The first thing that you need to know about how to patent the product is the process for patenting a product.

Patenting a product has essentially two stages.  The first is patent application preparation, and the second is patent application prosecution.

In order to patent a product, you first have to prepare a patent application.  A patent application, generally speaking has 5 major parts:

  1. Background – This is usually less than 1.5 pages.  In the background section, you describe the problem that motivated you to create the product that you are trying to patent.
  2. Drawings – The drawings are visual aids that help you explain to a layman how to make and use the product that you are trying to patent.  You know that you have enough drawings when you have enough drawings that someone who knows how to make and use a product of the type that you are trying to patent would be able to look at the drawings and know how to make and use your invention.  Sometimes as many as 20 figures will be used.
  3. Detailed description – The detailed description is a narration of the drawings.  In it, you include the details of the product that you are trying to patent at a level such that someone  who knows how to make and use a product of the type that you are trying to patent would be able to make and use the invention based on the text.  Detailed descriptions can be very detailed.  In complex inventions, this can be ten-or-twenty thousand words.  The language used should be clear and easy to understand.
  4. Claims – The claims are the legal description that tells people what product is patented in as few words as possible.  When you patent a product, the claims are critically important, because they are the legal description of what you own for the purpose of enforcement in court.  The language is sometimes very complex.
  5. Abstract – The abstract is a very brief (less than 150 words) description of the product that you are patenting.  It is included so that someone with very little time can look quickly at the patent on your product and decide if the patent is relevant to what they are trying to do.

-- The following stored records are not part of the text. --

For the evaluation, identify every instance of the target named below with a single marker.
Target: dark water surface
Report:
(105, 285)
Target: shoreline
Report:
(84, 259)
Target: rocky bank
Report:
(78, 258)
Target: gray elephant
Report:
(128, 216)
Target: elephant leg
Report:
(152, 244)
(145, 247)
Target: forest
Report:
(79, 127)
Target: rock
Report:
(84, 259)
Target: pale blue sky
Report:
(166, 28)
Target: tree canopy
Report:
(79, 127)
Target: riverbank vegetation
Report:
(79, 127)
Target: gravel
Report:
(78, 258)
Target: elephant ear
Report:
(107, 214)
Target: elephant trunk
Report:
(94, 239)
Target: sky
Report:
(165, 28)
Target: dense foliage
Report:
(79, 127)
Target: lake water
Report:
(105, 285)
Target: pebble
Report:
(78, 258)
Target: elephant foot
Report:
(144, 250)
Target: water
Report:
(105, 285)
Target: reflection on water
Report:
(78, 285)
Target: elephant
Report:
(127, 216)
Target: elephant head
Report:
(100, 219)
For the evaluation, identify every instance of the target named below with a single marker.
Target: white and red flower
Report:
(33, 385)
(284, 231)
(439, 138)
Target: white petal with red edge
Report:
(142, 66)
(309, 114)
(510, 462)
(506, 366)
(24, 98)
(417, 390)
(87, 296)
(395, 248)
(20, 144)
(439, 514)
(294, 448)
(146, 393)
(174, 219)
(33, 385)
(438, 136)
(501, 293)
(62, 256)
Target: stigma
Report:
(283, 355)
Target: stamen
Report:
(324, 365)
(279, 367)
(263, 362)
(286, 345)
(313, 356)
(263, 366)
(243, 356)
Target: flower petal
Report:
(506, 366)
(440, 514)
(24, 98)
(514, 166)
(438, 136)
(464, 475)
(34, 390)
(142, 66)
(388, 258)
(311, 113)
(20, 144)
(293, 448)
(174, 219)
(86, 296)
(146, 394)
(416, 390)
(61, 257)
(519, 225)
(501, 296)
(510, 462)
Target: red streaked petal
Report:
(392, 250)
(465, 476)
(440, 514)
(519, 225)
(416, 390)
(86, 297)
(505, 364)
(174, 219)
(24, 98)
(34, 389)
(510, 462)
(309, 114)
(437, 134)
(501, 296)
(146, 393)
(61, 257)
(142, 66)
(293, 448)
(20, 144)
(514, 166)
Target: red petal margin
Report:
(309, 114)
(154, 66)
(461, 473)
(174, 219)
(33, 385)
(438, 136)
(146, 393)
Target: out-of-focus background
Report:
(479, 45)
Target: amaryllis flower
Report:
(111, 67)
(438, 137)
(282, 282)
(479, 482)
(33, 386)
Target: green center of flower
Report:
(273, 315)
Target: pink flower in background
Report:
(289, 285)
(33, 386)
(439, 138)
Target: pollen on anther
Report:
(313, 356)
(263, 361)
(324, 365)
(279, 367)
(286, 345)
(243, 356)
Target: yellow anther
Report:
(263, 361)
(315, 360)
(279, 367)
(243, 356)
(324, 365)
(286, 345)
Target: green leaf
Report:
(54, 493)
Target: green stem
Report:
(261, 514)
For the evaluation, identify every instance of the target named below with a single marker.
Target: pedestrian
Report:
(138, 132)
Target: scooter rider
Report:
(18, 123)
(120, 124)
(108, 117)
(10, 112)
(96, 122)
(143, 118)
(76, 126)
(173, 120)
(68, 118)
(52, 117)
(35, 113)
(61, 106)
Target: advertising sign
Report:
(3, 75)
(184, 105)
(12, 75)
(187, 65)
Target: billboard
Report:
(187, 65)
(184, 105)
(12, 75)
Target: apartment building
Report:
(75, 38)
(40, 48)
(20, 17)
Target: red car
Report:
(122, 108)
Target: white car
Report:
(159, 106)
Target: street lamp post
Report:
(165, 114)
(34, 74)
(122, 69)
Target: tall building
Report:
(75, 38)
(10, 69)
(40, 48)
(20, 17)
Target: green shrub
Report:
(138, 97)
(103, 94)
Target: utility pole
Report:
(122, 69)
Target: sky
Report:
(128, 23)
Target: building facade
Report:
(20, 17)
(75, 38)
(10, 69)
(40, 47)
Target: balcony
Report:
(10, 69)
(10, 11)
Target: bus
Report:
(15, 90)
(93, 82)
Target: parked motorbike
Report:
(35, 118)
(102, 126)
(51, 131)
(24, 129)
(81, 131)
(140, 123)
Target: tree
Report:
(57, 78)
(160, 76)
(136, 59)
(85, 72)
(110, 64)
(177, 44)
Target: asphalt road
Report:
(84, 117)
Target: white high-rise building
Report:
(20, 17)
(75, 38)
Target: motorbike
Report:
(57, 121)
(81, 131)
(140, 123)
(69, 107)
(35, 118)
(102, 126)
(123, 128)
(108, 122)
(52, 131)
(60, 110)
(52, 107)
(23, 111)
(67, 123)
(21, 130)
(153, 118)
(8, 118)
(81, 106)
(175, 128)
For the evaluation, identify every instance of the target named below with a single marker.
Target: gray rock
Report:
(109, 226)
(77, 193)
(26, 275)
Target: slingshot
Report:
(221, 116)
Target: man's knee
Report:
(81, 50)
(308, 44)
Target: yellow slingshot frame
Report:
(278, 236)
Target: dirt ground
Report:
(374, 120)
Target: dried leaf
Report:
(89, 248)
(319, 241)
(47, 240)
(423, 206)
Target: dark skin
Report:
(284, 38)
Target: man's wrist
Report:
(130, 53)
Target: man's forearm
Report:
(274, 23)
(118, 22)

Now that you understand the parts of a patent application, a few words about the process of how to patent a product will make more sense.  You (or, if you’re smarter about it, your lawyer) will prepare a patent application, which you will file with the U.S. Patent and Trademark Office (USPTO).

After some length of time, which can be either months or years, the USPTO will send you a document called an office action.  The office action explains why the USPTO is going to or is not going to give you a patent on your product.  Usually, the FIRST answer is “no.”   You then get a patent on your product by arguing and negotiating with the USPTO until you agree with them that a patent should issue on the product and you agree on what the claims should say.  This will involve several office actions and several responses by you or your lawyer.

At the end of the process, the patent office issues a notice of allowance and the patent issues.  At that point, you have a patent on your product.